Engenho pernambucano recebeu de empresa mineira certificação pioneira de Envelhecimento Sustentável pela produção de sua cachaça de alambique em nível nacional

O secretário estadual da secretária de Meio Ambiente e Sustentabilidade de Pernambuco (Semas/PE), José Bertotti, participou, na última sexta-feira (06), do pré-lançamento do Selo de Envelhecimento Sustentável (SES) entregue ao Engenho Sanhaçu, localizado no município de Chã Grande, pelo reconhecimento de sua atuação na sustentabilidade da produção da cachaça de alambique em termos nacionais. A certificação foi emitida pela tradicional fazenda escola mineira Cana Brasil que promoveu o evento.

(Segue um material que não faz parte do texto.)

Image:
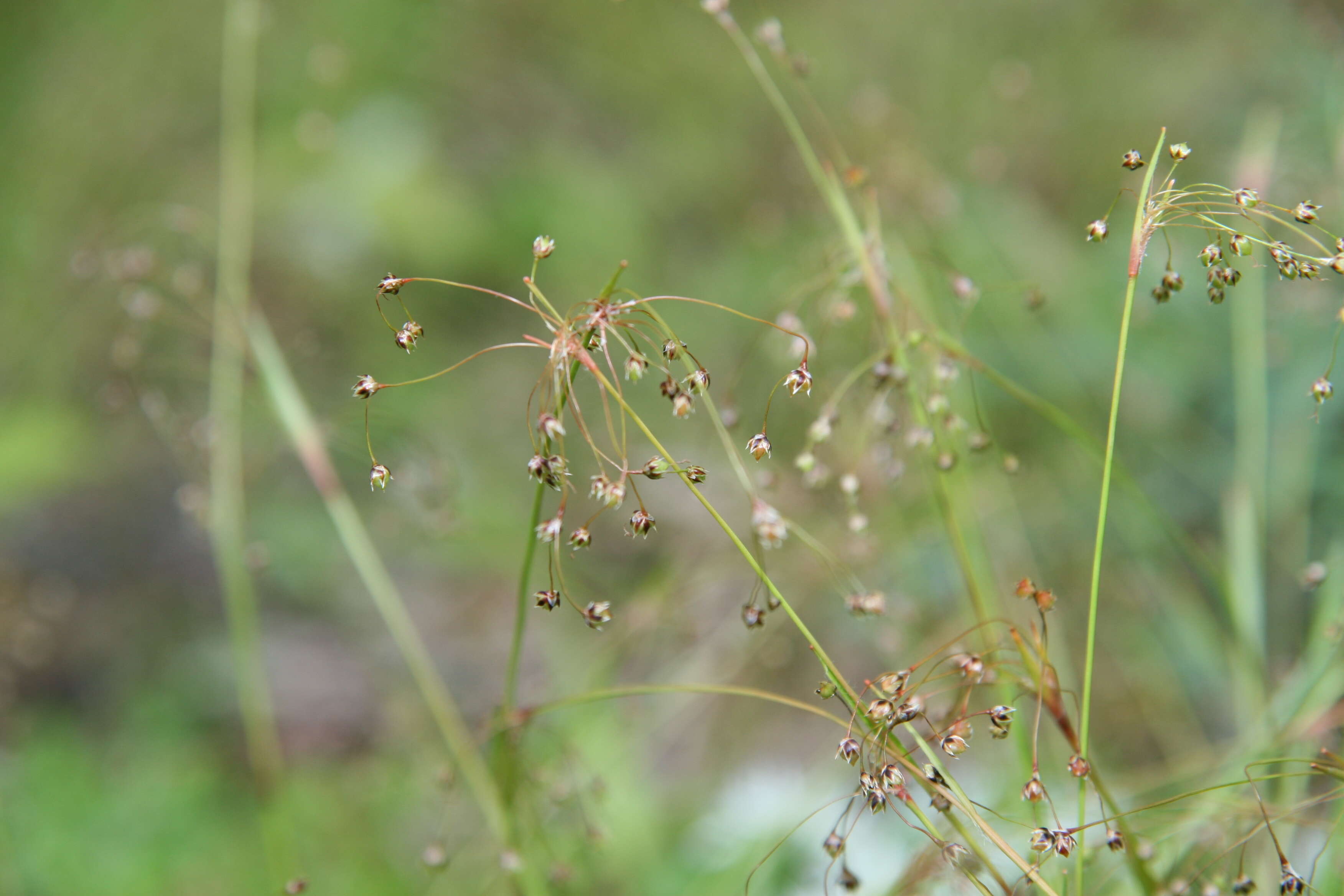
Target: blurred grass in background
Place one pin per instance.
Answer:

O Engenho Sanhaçu, conforme os organizadores da inciativa, foi uma das primeiras empresas a aderir ao programa de reposição florestal. O selo prevê o replantio das árvores cortadas para a fabricação de dornas e barris que armazenam o envelhecem a cachaça no Brasil, mostrando ao mundo, segundos os organizadores, a responsabilidade com o meio ambiente.

De acordo com José Bertotti, o Engenho Sannhaçu faz um trabalho importante de reflorestamento aliado ao plantio sustentável de cana-de-açúcar e recuperação de nascentes, além de atuar com energias renováveis. “Essa foi uma certificação pioneira que a Sanhaçu ganhou e vinhemos prestigiar por termos esta perspectiva de incentivar os negócios sustentáveis em Pernambuco. O engenho fez um reflorestamento de toda sua área, inclusive com a recuperação de nascente que estava morta e hoje está brotando água. São uma empresa pernambucana de grande reconhecimento, já têm uma certificação de produto orgânico, pois não fazem usos de agrotóxico, têm uma segunda de neutralidade de emissão de Gases de Efeito Estufa, ou seja, eles são Carbono Neutro, e agora conseguiram esta terceira certificação”, afirmou o secretário.

O selo – A certificação foi criada no âmbito do Movimento “Sou Ecológico” organizada pelo portal homônimo e com apoio do Grupo Ecológico, ambos de Minas Gerais. O Selo de Envelhecimento Sustentável (SES), destina-se a produtores, estandardizadores e envasadores de cachaça de alambique que desenvolvam suas atividades em qualquer parte do território brasileiro, e que cumpram todas as exigências da reposição florestal estabelecidas no regulamento.

Conforme os organizadores, para comemorar duas décadas de atuação do engenho mineiro Cana Brasil, o tradicional produtor de cachaças entre outros destilados e derivados de cana fez um levantamento dos melhores projetos do setor. A empresa mineira elencou diversos critérios técnicos para a premiação, dentre os 800 projetos já realizados em 20 anos, e considerou que o Engenho Sanhaçu foi o que mais se destacou nacionalmente no critério do “Compromisso Ambiental”.

Minas e Pernambuco – Participaram da atividade, além do fundador do engenho Sanhaçu, Moacir Eustáquio da Silva e família, o mestre na produção de destilados de Minas, Alnaldo Ribeiro, o engenheiro Florestal mineiro Humberto Candeias Cavalcanti, responsável técnico pela análise dos projetos de reposição florestal, o consultor e instrutor do Serviço Nacional de Aprendizagem Rural ( Senar-MG) no ramo de cachaça, o jornalista Hiram Firmino, diretor-geral do Grupo Ecológico, o prefeito de Chã Grande Diogo Alexandre, o vice Sandro Advogado, o secretário de Meio Ambiente e Agricultura do município juntamente com vereadores da cidade.